2. Ascertaining the differences between the prior art and the claims at issue.
3. Resolving the level of ordinary skill in the pertinent art.
4. Considering objective evidence present in the application indicating obviousness or nonobviousness.
This application currently names joint inventors. In considering patentability of the claims the examiner presumes that the subject matter of the various claims was commonly owned as of the effective filing date of the claimed invention(s) absent any evidence to the contrary. Applicant is advised of the obligation under 37 CFR 1.56 to point out the inventor and effective filing dates of each claim that was not commonly owned as of the effective filing date of the later invention in order for the examiner to consider the applicability of 35 U.S.C. 102(b)(2)(C) for any potential 35 U.S.C. 102(a)(2) prior art against the later invention.

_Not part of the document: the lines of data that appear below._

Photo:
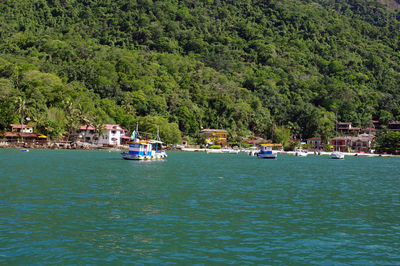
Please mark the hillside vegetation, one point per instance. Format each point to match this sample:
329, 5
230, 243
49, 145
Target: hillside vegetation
251, 67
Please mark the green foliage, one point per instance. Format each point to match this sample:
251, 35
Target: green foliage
215, 147
281, 134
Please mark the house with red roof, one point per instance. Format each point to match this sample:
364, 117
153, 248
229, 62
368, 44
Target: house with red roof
110, 134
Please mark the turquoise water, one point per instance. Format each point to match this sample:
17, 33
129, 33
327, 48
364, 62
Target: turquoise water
91, 207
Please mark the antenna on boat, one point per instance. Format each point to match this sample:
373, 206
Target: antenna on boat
158, 129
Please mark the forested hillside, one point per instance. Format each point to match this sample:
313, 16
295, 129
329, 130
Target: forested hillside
251, 67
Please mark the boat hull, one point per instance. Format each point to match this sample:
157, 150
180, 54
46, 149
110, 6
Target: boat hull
157, 156
267, 156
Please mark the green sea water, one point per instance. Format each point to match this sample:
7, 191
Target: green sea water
92, 207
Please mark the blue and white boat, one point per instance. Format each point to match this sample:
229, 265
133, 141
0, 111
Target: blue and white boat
144, 149
266, 152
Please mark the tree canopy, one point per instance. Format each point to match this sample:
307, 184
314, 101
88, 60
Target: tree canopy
251, 66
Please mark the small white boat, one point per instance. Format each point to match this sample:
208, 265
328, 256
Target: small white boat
266, 152
337, 155
300, 153
230, 151
144, 149
253, 153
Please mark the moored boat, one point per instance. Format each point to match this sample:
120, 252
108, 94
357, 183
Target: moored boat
337, 155
266, 152
300, 153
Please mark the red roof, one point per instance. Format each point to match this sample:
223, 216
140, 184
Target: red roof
108, 127
114, 127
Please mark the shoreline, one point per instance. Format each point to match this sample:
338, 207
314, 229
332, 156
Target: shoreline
87, 146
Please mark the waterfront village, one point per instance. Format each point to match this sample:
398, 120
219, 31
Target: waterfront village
350, 139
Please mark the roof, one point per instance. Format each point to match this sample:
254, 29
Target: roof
20, 126
86, 127
113, 127
208, 130
107, 126
17, 135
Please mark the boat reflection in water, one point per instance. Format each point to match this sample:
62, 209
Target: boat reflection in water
144, 149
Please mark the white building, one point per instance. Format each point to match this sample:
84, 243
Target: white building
109, 135
21, 128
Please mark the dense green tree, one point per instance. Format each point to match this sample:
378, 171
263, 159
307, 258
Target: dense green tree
238, 65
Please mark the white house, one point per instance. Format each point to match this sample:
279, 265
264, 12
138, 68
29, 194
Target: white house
110, 135
21, 128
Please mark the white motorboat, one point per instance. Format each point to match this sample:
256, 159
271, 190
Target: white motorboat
337, 155
266, 152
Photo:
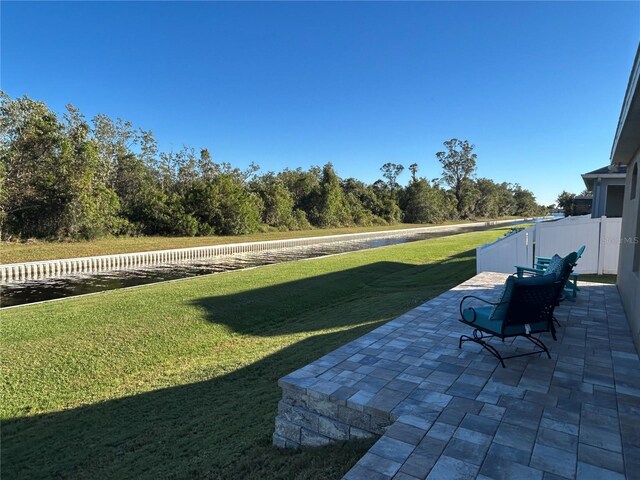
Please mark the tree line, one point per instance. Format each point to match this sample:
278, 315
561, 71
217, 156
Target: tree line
64, 177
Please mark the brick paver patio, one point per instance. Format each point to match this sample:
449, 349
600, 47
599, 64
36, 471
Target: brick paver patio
445, 413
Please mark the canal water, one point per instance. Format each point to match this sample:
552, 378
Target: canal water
30, 291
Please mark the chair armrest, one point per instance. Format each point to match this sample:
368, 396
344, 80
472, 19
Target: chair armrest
477, 298
532, 271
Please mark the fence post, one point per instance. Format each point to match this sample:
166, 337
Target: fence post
602, 244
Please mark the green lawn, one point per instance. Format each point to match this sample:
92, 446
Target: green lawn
583, 277
15, 252
179, 379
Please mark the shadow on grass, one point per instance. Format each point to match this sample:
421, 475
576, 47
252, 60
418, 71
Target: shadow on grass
338, 299
221, 428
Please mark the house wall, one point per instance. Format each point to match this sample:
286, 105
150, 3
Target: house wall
628, 271
600, 196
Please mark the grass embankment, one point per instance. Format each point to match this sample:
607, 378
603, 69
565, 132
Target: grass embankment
179, 379
607, 278
31, 251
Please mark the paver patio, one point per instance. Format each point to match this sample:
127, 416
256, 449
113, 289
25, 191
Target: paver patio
443, 412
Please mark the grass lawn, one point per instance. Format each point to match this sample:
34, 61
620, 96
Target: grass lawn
15, 252
178, 379
597, 278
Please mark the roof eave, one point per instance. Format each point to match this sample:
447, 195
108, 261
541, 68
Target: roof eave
627, 139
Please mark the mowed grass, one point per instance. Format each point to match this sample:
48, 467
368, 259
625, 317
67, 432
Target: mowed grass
179, 380
15, 252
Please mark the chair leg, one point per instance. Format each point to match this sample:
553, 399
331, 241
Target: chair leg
538, 342
478, 338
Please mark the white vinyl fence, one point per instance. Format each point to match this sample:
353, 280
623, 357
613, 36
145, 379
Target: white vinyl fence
19, 272
601, 236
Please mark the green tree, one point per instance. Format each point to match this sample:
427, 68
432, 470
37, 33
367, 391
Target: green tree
330, 209
391, 171
423, 202
458, 166
565, 202
525, 202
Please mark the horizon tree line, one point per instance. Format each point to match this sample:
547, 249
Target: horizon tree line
63, 177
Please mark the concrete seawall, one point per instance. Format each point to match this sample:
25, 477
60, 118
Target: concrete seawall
20, 272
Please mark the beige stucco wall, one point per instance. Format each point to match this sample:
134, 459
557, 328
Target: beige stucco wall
628, 279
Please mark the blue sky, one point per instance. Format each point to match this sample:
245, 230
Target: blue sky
537, 87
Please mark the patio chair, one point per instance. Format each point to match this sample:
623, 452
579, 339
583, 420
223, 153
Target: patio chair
526, 308
542, 266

Claims 2, 4-9, 11, and 13-15 are rejected under 35 U.S.C. 103 as being unpatentable over Hubbell (Hubbell et al., WO 2018/195386, Filing Date: 04/20/2018, of record) in view of Jarvinen (Jarvinen et al., BioMed Research International, Vol 2015, Article ID 654765, Publication Year: 2015, of record), Bleck (Bleck et al., US 2012/0238727 A1, Appl. No.: 13/419,045, Publication Date: 09/20/2012, of record) and Kontermann (Kontermann et al., Archives of Biochemistry and Biophysics, 526 (2012), 194-205, Publication Date: 03/16/2012, of record).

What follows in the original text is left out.